Open soenkehahn opened 2 years ago

soenkehahn commented 2 years ago

@casey: I was wrong about how processes get executed on linux: The kernel is capable of running scripts and binaries (e.g. ELF binaries), but in the case of scripts, they have to start with #!. So the kernel will not fall back on any shell, if the hashbang is missing. You can run scripts that don't start with #! from e.g. bash, and that will work by falling back on some shell, but that behavior is implemented in the shells you're using for that. (And apparently the exact behavior (e.g. which shell to use) depends on the parent shell being used.)

So this PR right now implements the following logic: When the given script starts with #! it is executed unmodified.
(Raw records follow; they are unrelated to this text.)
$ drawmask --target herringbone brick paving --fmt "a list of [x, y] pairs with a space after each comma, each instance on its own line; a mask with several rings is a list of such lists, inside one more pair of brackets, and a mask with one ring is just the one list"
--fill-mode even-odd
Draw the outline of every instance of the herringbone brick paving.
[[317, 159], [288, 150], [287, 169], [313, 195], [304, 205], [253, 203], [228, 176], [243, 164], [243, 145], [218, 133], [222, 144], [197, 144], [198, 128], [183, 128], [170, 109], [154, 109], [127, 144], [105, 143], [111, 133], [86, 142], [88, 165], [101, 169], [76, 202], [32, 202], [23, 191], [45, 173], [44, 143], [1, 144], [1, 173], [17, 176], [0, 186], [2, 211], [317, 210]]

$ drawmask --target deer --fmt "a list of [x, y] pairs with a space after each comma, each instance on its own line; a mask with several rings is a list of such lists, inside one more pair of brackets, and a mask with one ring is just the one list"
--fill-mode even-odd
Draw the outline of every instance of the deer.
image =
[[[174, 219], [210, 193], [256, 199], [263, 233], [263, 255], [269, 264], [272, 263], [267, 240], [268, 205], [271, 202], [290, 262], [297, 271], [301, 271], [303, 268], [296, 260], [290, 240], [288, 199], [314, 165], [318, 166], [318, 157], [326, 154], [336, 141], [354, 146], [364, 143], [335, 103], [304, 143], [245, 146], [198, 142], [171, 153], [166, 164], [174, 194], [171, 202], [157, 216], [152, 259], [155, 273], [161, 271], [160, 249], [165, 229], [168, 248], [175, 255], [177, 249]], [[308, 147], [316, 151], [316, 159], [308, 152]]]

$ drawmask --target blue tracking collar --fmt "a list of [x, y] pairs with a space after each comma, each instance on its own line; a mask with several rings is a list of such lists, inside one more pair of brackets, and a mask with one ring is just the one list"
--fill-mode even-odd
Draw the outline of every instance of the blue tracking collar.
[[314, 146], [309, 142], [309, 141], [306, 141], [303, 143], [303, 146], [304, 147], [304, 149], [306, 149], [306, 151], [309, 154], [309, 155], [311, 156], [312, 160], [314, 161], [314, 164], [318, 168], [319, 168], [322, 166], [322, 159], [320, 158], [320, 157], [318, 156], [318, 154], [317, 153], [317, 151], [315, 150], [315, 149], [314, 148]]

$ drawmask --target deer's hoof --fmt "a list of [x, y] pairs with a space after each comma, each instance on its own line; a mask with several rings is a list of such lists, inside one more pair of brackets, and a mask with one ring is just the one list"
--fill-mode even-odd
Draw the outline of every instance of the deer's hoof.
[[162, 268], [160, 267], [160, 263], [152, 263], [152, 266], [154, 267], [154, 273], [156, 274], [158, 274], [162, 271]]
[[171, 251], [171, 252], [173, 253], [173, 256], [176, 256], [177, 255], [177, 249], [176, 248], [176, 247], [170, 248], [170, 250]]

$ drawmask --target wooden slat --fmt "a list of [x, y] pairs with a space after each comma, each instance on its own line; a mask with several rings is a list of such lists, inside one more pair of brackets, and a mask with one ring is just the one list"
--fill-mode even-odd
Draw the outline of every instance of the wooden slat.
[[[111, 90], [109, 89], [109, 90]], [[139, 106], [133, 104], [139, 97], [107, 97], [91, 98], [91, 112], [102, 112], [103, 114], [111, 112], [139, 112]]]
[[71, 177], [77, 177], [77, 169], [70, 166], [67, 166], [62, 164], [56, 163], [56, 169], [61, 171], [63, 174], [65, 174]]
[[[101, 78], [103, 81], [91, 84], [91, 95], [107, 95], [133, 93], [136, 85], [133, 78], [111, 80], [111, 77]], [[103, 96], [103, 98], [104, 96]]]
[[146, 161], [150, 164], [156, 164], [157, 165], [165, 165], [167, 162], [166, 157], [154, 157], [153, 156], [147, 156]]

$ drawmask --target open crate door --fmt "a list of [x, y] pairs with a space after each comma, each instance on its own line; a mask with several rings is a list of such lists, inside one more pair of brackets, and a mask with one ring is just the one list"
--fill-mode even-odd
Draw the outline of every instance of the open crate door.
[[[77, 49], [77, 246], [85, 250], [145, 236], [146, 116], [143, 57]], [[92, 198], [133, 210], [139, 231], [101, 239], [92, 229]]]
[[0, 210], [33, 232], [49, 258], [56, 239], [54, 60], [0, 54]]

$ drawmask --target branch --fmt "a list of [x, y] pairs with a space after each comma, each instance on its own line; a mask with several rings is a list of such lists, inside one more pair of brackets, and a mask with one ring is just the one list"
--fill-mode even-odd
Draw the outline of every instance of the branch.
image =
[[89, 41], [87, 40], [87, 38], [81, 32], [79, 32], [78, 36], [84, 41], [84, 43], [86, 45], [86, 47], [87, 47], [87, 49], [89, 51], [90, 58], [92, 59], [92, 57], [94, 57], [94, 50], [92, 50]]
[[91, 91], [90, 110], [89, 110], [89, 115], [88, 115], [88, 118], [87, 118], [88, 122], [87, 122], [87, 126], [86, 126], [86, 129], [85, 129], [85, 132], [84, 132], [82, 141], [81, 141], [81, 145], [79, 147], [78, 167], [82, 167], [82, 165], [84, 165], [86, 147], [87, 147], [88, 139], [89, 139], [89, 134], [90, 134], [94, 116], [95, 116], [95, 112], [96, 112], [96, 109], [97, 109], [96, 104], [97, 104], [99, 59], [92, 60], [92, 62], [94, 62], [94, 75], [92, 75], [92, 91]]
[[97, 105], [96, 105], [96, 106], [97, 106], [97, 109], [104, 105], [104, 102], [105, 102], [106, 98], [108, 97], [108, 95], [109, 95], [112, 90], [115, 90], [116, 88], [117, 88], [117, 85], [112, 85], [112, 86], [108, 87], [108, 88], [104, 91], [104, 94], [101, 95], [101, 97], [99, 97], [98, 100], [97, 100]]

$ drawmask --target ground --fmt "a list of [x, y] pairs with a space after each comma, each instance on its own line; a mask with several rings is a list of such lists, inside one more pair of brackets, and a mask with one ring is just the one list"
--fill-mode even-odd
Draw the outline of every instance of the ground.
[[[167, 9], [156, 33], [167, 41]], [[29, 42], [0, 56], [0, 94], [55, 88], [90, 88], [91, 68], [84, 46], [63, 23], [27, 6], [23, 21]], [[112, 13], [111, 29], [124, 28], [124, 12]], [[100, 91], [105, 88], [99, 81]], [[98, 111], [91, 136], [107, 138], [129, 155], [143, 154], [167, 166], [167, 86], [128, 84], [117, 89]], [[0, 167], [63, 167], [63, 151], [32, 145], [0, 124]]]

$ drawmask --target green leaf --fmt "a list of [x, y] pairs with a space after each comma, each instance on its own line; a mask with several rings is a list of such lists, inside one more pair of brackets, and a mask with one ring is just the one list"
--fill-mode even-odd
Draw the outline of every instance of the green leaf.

If it doesn't a hashbang line is added (#!/usr/bin/sh). Judging from the tests that seems to be the behavior we want, but it's a bit magical.

The PR still needs to be cleaned up a lot, but I wanted to get your feedback early.

casey commented 2 years ago

@casey: I was wrong about how processes get executed on linux: The kernel is capable of running scripts and binaries (e.g. ELF binaries), but in the case of scripts, they have to start with #!. So the kernel will not fall back on any shell, if the hashbang is missing. You can run scripts that don't start with #! from e.g. bash, and that will work by falling back on some shell, but that behavior is implemented in the shells you're using for that. (And apparently the exact behavior (e.g. which shell to use) depends on the parent shell being used.)

I think I'm still a little confused about what the behavior is, and where the inconsistency is from. What you're saying is when you do ./foo in bash and foo is a text file that doesn't start with a #!, then it's bash that chooses the shell to run it with, not the kernel? What happens if you try to run it with std::process::Command::new("./script")? (I.e. with no intermediate shell.)

On macOS, running a text file with no shebang with std::process::Command::new seems to work. I think it uses /bin/sh, but I'm not sure how it makes that decision. (/bin/sh on macOS is bash.)

I think adding a shebang automatically might not be desirable. It would make it unclear what was running a script without reading documentation, and it would mess up line numbers in error messages. Also if a user misspelled a shebang, i.e. added !#/usr/bin/env, we would add our own, which would be confusing.

I think it would probably be okay to just chmod +x the script and run it, and let the user add the #! if their system requires it.

soenkehahn commented 2 years ago

I think I'm still a little confused about what the behavior is, and where the inconsistency is from. What you're saying is when you do ./foo in bash and foo is a text file that doesn't start with a #!, then it's bash that chooses the shell to run it with, not the kernel? What happens if you try to run it with std::process::Command::new("./script")? (I.e. with no intermediate shell.)

I get:

[src/main.rs:2] std::process::Command::new("./foo").output() = Err(
    Os {
        code: 8,
        kind: Uncategorized,
        message: "Exec format error",
    },
)

On macOS, running a text file with no shebang with std::process::Command::new seems to work. I think it uses /bin/sh, but I'm not sure how it makes that decision. (/bin/sh on macOS is bash.)

Weird.

I think adding a shebang automatically might not be desirable. It would make it unclear what was running a script without reading documentation, and it would mess up line numbers in error messages. Also if a user misspelled a shebang, i.e. added !#/usr/bin/env, we would add our own, which would be confusing.

I think it would probably be okay to just chmod +x the script and run it, and let the user add the #! if their system requires it.

Yeah, good points. I think that sounds right.